Sunday, March 4, 2007

More RIAA notices?

The first time around, in 2005, people were sued, people paid, mistakes were made (an 83 year old grandmother being sued for allegedly downloading rap music). The RIAA scared everyone, but ended up shooting themselves in the foot when everyone developed these feelings of hate and the want to download just to spite them.

Last week a list was posted of the 25 universities that most often violate the no-free-downloading policy.

It's not that anyone doubts 14,000 people broke the law, especially now that they're using new software that makes tracking so much easier.

Did USC make the list? Nope. Did they get 20 letters anyway? Yes.


The Recording Industry Association of America (RIAA), on behalf of the major record companies, last week sent 400 pre-litigation settlement letters to 13 different universities. Each letter informs the school of a forthcoming copyright infringement lawsuit against one of its students or personnel. The RIAA will request that universities forward those letters to the appropriate network user. Under this new approach, a student (or other network user) can settle the record company claims against him or her at a discounted rate before a lawsuit is ever filed.

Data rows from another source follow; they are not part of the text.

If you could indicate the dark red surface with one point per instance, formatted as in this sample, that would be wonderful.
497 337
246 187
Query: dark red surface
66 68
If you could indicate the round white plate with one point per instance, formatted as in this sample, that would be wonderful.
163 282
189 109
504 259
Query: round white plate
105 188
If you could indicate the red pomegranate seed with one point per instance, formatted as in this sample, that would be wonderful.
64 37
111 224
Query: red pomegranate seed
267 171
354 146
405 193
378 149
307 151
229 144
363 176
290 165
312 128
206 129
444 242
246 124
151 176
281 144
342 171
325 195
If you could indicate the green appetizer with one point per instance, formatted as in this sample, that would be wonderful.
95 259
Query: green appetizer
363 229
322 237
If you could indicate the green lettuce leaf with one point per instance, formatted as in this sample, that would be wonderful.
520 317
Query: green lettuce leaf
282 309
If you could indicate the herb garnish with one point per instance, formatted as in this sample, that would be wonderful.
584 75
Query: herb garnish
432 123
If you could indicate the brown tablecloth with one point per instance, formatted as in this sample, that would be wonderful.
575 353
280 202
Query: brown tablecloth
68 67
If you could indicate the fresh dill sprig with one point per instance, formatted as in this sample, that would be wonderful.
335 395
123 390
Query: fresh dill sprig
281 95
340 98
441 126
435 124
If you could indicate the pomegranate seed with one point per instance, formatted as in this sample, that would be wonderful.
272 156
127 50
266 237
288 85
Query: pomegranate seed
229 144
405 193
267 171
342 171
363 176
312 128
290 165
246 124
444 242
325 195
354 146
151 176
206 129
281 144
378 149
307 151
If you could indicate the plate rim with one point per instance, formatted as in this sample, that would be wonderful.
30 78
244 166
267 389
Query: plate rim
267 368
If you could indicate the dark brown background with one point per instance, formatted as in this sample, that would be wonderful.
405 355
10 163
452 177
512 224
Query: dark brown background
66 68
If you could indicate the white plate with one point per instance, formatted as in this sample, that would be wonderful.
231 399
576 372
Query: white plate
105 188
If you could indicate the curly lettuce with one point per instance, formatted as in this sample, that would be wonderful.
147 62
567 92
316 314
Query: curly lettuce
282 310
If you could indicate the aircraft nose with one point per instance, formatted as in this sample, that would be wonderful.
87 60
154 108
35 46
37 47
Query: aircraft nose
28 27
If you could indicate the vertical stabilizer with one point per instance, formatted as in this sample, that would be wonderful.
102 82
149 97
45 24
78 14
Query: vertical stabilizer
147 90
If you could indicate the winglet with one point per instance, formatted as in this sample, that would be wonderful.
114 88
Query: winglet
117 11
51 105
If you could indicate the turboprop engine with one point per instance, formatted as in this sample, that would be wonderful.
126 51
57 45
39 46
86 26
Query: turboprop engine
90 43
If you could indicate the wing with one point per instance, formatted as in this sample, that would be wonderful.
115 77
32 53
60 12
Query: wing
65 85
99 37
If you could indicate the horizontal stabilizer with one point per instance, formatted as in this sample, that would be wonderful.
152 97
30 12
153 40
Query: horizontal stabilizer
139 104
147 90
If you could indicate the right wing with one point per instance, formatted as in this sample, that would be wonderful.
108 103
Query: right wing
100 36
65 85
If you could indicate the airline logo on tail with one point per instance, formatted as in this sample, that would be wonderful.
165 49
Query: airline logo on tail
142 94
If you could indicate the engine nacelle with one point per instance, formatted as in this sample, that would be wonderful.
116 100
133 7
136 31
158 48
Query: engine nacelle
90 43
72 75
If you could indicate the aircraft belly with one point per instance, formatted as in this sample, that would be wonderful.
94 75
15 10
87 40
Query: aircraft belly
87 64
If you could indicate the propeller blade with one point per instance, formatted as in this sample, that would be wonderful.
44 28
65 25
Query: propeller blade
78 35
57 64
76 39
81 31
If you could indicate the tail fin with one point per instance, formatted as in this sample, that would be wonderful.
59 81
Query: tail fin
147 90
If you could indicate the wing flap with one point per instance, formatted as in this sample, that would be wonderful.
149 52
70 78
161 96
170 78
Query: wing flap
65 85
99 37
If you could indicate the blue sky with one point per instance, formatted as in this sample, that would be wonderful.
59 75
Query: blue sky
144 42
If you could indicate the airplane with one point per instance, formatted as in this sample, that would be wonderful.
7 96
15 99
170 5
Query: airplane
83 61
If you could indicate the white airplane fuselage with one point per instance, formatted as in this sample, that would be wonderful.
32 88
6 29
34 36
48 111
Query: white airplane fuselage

The initial wave of this new initiative launched today will include letters in the following quantities sent to Arizona State University (23 pre-settlement litigation letters), Marshall University (20), North Carolina State University (37), North Dakota State University (20), Northern Illinois University (28), Ohio University (50), Syracuse University (37), University of Massachusetts – Amherst (37), University of Nebraska – Lincoln (36), University of South Florida (31), University of Southern California (20), University of Tennessee – Knoxville (28), and University of Texas – Austin (33). The RIAA, on behalf of the major record companies, will pursue hundreds of similar enforcement actions against university network users each month.

Is this the right way to go about things? Might it be easier and more effective to warn greater numbers of people, as opposed to actually going in for the kill on a tiny, tiny percentage of people? Or even better, quit focusing on something that can't be stopped and put the money and energy into making themselves look better.

They still think they're doing the right thing, even though record sales haven't exactly skyrocketed since they started doing this.